Oszustwo metodą "na BLIK" polega na włamaniu się i przejęciu konta na portalu społecznościowym (np. Facebooku). Czy to skomplikowane? Dla złodzieja nie. Po przejęciu "tożsamości", oszust pisze do znajomych właściciela konta o udostępnienie kodu BLIK. Osoba, logując się do swojego banku, musi wygenerować w aplikacji kod do płatności telefonem, a następnie przesłać go „znajomemu”. Czyni to, bo myśli, że pomaga znajomemu. W praktyce - przesyła pieniądze oszustowi.
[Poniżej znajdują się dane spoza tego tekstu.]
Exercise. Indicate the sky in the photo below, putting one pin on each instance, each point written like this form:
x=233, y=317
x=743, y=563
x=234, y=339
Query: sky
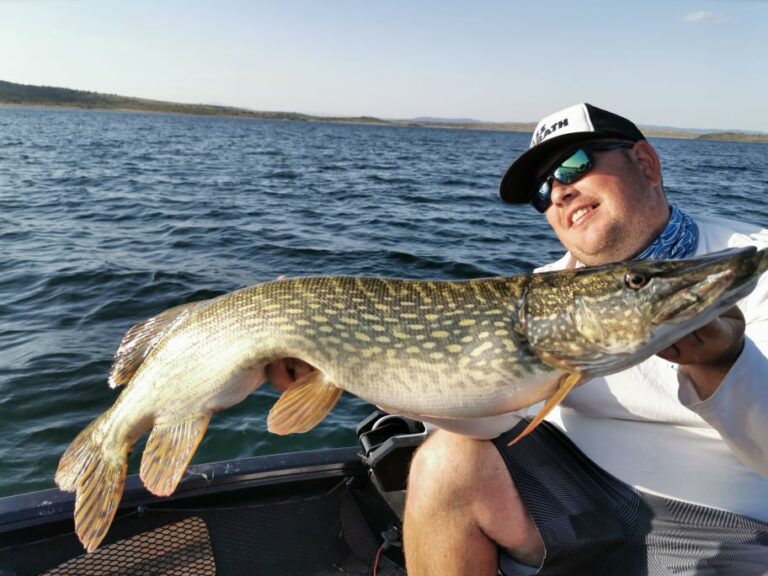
x=681, y=63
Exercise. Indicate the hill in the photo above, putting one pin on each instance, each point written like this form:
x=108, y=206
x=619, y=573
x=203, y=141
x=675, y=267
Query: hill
x=12, y=94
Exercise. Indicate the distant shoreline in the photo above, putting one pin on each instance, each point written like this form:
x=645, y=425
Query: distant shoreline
x=25, y=96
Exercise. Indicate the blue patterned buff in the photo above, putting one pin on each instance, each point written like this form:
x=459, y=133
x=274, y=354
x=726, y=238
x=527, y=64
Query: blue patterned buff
x=678, y=240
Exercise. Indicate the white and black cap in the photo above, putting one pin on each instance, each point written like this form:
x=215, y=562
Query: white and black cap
x=566, y=128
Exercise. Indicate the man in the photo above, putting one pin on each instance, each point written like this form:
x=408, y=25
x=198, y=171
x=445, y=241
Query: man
x=663, y=468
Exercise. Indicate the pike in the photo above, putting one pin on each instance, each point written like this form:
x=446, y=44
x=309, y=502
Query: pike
x=439, y=349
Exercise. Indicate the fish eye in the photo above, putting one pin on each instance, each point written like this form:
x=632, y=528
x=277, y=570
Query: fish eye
x=636, y=280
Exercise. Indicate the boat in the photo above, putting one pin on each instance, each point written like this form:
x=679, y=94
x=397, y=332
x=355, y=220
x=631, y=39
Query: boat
x=321, y=512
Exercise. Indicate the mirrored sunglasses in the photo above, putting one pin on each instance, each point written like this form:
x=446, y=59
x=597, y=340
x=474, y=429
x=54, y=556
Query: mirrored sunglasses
x=568, y=170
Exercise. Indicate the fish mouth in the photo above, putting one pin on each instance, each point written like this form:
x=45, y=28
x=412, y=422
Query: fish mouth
x=716, y=284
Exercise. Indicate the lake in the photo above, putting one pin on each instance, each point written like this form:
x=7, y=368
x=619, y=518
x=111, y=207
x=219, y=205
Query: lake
x=109, y=218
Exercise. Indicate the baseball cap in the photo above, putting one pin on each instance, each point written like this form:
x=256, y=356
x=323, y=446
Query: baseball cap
x=570, y=126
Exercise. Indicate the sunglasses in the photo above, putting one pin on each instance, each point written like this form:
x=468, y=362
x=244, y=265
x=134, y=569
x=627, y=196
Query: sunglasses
x=569, y=169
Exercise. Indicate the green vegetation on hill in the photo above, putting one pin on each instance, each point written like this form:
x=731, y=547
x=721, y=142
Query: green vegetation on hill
x=25, y=95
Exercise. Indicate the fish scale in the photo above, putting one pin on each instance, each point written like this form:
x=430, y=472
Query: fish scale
x=434, y=350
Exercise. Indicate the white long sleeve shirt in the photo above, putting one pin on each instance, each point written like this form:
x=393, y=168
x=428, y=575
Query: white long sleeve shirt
x=648, y=427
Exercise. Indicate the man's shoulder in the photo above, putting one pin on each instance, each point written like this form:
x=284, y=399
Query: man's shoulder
x=716, y=233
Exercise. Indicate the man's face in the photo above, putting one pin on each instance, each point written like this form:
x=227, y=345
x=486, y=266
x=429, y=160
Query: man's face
x=615, y=210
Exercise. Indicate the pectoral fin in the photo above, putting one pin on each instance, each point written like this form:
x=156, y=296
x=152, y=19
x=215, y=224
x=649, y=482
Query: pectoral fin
x=169, y=449
x=567, y=383
x=304, y=404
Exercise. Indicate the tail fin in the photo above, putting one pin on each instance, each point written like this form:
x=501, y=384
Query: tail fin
x=98, y=479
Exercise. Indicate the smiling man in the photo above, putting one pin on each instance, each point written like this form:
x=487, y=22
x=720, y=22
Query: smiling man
x=660, y=469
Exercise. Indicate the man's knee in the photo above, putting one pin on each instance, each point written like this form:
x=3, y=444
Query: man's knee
x=452, y=474
x=443, y=465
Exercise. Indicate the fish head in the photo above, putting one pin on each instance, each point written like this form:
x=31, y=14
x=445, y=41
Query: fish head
x=602, y=319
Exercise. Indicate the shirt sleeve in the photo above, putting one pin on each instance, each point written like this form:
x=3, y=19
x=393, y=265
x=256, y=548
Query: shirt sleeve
x=738, y=410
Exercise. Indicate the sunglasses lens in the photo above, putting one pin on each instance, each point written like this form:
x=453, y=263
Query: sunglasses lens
x=542, y=197
x=573, y=167
x=566, y=172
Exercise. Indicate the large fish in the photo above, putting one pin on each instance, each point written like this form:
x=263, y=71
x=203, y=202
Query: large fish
x=427, y=349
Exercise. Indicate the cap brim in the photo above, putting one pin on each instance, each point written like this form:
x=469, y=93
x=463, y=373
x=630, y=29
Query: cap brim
x=517, y=183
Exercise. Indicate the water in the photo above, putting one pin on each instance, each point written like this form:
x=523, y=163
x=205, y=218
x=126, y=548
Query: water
x=109, y=218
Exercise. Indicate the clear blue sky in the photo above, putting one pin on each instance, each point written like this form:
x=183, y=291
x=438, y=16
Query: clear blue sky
x=684, y=63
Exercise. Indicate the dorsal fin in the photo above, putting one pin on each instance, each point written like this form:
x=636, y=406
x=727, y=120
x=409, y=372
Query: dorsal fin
x=139, y=341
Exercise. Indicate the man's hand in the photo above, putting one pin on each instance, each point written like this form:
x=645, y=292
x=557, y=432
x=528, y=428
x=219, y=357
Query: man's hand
x=708, y=353
x=285, y=371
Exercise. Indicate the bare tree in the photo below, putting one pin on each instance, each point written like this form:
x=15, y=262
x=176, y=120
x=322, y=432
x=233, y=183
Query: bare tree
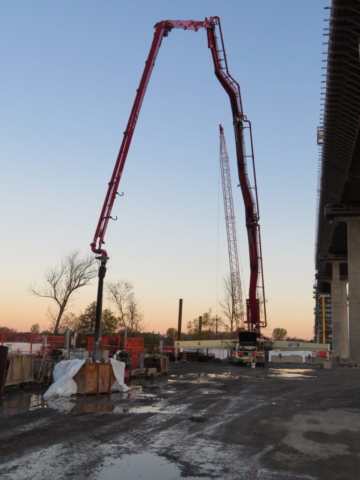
x=61, y=282
x=35, y=328
x=118, y=294
x=134, y=317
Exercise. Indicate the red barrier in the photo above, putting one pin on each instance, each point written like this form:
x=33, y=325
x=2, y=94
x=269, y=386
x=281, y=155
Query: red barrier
x=45, y=344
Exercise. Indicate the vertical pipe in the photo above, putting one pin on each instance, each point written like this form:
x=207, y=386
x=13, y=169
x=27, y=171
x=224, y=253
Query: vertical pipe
x=125, y=337
x=179, y=320
x=179, y=328
x=98, y=319
x=67, y=341
x=323, y=319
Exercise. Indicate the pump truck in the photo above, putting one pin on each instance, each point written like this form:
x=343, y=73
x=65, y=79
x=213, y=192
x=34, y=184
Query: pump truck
x=243, y=135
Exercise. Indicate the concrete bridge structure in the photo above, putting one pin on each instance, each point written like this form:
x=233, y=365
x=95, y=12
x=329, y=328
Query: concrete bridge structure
x=337, y=249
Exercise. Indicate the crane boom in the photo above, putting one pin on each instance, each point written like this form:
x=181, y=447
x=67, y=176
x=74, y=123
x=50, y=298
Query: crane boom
x=235, y=283
x=240, y=122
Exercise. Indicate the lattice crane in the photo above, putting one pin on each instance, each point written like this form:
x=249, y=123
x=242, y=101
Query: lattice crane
x=241, y=123
x=235, y=282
Po złodzieju ślad szybko znika, tak samo, jak po pieniądzach.
Co zrobić, aby nie paść ofiarą takiego oszustwa?
- stosuj dwuskładnikowe uwierzytelnienie swoich kont społecznościowych (wówczas o wiele trudniej przejąć konto - zalogowanie się wymaga potwierdzenia SMS),
- potwierdzaj tożsamość „znajomych”, którzy piszą do Ciebie przez internetowe komunikatory - najlepiej zadzwonić. Takie połączenie zajmie kilkadziesiąt sekund, a tym samym zyskujesz pewność, że znajomy rzeczywiście jest w potrzebie i to właśnie jemu, a nie oszustowi przekazujesz pieniądze,
- sprawdź dane transakcji przed jej zatwierdzeniem w aplikacji bankowości mobilnej (przestępca nie skorzysta z kodu, dopóki nie potwierdzisz transakcji na swoim telefonie),
- chroń swój telefon, a szczególnie PIN do aplikacji mobilnej banku.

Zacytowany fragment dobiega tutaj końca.